I am three people away from the cash register. Behind me, a family of four waits to order - two parents, a teenage boy and an older man the young boy calls Pops. They speak casually and I hear the boy's father refer to the older man as "Daddy". Daddy has a thick southern accent and says, 'I tell you!' after sentences a lot. He wears a cap with a Kentucky Derby logo and a blue plaid flannel long-sleeved shirt along with dark jeans.

As I move one place closer to order, a gaggle of teenage girls bursts through the diner's entrance and bounces to the counter area to read the overhead menus. Shrill giggles, OMG!s and a 'Shut UP!' emit from the girls. All four are dressed for the beach on this unseasonably chilly California winter night. One girl wears particularly short shorts. The thin hot pink nylon clings to every curve of her young, tight apple butt leaving nothing to the imagination, including the little mounds of tan butt cheek peaking out from each side:

Daddy: Goo-ooood Lord. That gal just as soon walk around nekked.

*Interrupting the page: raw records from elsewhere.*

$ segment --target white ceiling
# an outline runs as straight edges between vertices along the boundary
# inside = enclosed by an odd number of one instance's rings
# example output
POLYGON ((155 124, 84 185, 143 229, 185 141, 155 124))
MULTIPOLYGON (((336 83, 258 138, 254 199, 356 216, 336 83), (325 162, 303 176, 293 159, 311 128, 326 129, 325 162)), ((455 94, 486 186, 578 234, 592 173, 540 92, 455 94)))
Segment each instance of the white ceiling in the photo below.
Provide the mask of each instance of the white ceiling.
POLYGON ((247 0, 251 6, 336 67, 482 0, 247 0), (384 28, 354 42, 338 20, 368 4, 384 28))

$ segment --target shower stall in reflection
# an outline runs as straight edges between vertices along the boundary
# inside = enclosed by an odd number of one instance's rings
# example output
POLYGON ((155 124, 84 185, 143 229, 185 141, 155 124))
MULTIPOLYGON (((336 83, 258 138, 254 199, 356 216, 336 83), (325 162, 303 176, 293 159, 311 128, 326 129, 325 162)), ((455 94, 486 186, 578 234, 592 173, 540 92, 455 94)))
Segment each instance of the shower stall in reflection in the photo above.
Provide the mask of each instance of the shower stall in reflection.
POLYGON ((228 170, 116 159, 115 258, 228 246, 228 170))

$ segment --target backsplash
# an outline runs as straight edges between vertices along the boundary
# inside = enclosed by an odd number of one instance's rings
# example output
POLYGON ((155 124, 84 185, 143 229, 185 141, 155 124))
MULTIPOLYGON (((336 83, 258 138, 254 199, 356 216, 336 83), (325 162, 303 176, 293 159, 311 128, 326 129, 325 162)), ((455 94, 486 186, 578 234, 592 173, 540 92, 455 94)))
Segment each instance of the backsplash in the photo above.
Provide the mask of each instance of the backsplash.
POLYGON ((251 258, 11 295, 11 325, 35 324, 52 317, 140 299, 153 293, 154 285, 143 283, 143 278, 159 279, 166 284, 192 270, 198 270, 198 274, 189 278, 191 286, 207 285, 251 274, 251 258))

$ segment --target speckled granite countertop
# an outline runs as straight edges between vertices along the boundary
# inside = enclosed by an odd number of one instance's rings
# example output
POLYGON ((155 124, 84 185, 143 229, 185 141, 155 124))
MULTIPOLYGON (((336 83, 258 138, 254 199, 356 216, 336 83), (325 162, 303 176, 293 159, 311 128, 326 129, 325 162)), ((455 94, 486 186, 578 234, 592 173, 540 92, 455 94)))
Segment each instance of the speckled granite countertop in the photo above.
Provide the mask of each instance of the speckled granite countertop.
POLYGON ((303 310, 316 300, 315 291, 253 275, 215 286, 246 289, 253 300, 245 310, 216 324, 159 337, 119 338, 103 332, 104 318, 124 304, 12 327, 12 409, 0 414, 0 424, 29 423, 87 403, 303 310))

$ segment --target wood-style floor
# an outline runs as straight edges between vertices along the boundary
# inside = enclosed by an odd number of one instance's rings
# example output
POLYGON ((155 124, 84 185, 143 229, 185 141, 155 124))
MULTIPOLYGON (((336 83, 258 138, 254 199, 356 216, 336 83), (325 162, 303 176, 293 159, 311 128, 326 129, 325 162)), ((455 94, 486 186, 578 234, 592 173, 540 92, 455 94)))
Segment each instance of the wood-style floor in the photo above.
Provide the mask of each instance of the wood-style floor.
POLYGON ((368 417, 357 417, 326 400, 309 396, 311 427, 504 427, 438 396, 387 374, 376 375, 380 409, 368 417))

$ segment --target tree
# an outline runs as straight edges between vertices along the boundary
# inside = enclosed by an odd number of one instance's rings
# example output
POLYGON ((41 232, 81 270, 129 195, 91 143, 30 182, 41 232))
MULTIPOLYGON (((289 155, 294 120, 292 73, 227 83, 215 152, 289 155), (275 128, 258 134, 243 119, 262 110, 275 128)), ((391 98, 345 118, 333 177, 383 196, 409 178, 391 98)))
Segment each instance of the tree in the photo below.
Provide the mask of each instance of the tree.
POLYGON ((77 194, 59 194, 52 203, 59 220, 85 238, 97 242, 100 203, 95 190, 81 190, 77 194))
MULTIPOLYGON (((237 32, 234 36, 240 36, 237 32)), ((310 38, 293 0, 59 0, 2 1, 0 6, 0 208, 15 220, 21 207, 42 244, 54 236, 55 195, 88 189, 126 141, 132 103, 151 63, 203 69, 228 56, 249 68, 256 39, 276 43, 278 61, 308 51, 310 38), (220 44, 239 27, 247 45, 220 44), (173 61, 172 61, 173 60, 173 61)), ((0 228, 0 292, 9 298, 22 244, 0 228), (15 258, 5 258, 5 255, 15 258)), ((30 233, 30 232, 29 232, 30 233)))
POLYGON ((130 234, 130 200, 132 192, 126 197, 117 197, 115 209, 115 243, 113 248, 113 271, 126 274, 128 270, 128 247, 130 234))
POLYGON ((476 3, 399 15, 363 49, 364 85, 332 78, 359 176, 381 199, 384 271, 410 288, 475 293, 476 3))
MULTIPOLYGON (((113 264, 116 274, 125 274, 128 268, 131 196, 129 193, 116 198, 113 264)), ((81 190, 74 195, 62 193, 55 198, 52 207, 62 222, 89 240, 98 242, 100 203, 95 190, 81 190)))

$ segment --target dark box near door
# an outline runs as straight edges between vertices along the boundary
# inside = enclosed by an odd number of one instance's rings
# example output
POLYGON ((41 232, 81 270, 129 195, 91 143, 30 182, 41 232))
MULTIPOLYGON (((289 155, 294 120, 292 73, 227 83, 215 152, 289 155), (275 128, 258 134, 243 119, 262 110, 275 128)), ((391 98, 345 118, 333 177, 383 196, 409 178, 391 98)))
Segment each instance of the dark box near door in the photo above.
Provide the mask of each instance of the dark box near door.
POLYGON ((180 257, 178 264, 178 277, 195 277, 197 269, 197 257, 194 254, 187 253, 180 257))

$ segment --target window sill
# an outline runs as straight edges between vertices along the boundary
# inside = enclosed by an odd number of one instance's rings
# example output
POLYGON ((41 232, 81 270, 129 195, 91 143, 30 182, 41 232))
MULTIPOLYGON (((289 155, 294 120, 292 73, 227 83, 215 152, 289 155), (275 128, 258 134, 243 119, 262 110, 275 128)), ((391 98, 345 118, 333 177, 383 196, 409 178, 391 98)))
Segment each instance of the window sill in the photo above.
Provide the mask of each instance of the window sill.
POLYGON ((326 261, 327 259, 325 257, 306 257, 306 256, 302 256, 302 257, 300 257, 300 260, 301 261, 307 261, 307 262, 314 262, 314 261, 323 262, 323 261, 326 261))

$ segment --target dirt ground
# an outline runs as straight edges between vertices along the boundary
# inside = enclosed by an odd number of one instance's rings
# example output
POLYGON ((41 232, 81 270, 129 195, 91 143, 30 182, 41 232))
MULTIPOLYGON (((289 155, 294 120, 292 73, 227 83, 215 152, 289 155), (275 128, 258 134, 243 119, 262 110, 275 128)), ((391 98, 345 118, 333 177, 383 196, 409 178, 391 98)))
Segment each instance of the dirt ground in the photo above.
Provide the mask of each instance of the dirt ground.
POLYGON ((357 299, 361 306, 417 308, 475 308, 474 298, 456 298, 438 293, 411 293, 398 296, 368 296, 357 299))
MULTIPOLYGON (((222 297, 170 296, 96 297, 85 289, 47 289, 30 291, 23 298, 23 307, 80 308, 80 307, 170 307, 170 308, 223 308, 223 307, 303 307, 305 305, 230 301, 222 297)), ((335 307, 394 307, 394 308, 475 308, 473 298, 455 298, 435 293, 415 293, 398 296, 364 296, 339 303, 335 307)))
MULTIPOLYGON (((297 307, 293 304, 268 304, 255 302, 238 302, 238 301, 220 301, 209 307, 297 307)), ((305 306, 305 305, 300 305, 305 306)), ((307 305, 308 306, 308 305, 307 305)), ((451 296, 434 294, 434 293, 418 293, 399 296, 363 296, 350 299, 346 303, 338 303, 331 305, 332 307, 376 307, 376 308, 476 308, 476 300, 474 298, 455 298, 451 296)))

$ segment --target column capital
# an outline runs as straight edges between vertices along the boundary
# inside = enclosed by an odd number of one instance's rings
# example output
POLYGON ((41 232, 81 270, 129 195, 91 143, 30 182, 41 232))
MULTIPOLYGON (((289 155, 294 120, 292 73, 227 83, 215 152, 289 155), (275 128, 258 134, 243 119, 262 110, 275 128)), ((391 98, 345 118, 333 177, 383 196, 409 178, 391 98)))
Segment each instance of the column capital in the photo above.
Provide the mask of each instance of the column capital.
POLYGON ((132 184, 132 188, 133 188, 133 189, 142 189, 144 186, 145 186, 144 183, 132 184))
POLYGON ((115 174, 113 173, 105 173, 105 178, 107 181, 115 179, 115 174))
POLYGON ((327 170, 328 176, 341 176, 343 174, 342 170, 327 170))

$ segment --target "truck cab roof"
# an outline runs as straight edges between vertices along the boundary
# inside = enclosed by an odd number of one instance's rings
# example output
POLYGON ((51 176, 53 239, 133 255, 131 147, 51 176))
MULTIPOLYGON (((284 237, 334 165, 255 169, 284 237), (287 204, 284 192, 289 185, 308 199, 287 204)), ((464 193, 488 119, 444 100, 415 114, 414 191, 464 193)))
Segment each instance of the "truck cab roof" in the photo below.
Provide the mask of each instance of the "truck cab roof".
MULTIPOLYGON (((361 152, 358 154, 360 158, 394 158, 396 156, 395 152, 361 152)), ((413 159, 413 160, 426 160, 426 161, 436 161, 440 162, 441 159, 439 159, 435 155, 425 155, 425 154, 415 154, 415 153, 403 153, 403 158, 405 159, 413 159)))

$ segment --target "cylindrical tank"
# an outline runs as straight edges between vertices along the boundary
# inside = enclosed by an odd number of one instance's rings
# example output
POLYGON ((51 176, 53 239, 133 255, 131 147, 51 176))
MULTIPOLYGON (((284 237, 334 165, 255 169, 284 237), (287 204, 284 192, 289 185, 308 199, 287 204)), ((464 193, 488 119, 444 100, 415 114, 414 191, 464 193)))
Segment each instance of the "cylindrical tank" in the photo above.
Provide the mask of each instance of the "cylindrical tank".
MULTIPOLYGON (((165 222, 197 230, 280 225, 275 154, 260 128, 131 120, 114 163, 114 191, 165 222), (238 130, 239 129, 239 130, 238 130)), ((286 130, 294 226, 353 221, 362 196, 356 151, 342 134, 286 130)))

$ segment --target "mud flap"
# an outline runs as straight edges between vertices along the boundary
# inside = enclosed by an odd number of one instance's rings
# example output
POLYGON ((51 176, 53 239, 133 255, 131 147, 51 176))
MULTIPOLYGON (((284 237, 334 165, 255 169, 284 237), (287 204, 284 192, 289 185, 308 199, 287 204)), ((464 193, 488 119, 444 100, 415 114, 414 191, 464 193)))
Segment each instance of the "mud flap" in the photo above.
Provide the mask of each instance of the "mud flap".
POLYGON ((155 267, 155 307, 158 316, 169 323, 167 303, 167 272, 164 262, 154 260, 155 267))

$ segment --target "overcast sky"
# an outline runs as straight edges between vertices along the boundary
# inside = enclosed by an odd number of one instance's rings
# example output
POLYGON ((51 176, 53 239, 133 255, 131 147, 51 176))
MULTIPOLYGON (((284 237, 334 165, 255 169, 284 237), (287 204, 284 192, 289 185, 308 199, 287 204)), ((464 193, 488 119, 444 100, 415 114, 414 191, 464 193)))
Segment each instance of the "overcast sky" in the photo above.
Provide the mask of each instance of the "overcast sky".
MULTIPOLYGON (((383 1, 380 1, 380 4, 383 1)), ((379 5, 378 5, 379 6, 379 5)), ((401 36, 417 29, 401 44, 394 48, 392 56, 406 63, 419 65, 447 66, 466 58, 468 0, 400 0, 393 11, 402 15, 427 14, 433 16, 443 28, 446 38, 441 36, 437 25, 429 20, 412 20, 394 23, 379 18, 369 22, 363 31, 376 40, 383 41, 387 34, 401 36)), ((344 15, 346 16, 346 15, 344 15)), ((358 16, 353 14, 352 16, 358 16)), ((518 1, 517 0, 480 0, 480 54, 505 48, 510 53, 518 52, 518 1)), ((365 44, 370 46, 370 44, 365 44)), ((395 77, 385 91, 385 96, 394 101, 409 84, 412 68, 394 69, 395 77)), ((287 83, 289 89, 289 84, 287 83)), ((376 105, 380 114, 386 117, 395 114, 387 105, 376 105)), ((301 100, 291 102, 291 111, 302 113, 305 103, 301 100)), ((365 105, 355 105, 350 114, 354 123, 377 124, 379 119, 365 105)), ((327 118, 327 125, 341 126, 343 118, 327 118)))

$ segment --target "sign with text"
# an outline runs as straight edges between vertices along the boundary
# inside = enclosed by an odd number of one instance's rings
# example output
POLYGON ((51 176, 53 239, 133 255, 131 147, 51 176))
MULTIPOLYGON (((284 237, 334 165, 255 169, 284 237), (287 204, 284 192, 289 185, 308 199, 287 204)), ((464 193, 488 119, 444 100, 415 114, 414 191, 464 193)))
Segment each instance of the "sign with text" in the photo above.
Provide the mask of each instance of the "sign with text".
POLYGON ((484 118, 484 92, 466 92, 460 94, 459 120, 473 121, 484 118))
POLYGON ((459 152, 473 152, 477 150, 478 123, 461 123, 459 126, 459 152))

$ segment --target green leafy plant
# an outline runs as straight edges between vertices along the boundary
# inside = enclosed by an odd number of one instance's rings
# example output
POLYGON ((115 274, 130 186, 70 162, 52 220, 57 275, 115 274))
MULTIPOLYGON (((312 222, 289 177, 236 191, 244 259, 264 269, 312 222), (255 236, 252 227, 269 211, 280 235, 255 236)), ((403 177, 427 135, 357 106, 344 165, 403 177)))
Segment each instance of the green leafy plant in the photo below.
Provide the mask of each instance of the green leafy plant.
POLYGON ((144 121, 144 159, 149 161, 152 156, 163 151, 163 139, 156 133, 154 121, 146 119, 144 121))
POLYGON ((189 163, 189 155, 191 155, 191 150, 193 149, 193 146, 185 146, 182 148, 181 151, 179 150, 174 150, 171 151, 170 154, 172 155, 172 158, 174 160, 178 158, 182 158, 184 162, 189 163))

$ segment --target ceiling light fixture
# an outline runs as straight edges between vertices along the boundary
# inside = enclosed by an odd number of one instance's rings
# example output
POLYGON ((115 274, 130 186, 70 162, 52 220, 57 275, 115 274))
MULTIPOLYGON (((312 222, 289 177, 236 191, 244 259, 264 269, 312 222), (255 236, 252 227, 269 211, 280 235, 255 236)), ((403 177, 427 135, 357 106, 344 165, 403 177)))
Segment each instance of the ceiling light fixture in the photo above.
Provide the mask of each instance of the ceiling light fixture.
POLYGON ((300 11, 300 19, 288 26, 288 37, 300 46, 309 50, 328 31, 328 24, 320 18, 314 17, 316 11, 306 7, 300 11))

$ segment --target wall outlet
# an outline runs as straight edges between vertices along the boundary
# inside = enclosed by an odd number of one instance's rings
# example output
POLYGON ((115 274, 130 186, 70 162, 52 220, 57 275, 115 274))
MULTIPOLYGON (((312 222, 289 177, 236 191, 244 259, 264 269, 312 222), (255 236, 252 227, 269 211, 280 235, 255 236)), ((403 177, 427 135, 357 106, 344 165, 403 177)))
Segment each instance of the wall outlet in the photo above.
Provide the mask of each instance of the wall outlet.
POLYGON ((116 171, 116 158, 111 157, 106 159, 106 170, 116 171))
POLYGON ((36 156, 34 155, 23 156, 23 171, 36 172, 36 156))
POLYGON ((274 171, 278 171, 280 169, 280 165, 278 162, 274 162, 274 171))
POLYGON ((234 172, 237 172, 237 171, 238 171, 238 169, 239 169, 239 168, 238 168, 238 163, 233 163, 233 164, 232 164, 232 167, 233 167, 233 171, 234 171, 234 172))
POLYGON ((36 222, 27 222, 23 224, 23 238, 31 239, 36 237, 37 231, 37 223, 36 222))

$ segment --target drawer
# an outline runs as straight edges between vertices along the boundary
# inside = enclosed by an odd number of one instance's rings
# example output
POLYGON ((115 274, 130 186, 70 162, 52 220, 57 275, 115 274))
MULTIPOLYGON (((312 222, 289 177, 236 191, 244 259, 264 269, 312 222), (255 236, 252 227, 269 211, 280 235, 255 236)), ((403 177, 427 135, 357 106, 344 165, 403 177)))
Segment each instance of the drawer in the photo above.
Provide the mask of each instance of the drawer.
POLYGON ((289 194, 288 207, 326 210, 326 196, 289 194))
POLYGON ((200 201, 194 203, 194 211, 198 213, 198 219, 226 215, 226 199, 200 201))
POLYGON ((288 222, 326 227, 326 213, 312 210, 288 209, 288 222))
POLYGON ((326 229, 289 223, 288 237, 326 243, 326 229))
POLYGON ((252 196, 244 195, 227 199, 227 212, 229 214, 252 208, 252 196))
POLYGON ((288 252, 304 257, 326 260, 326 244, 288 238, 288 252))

Grandson: Ha! Come on, Pops. Lighten up! We're not as uptight as in your time anymore.
Daddy: Uptight? Uptiiiight! Listen here boy. Let me tell you somethin' you best remember your whole life through.
Grandson: Oh gawd.
Daddy: Ladies are meant to be unwrapped slowly, one small piece at a time. You go on get with some gal that's already flappin' her wrappers in the wind and you'll get nothing but trouble. Every time.
Grandson: Unwrapped? Like Christmas presents?
Daddy: That's right. A good woman is a gift.
Grandson: So Mom, when do I get to unwrap some girls?
Mom: When you're 30 or independently wealthy. Which ever comes first.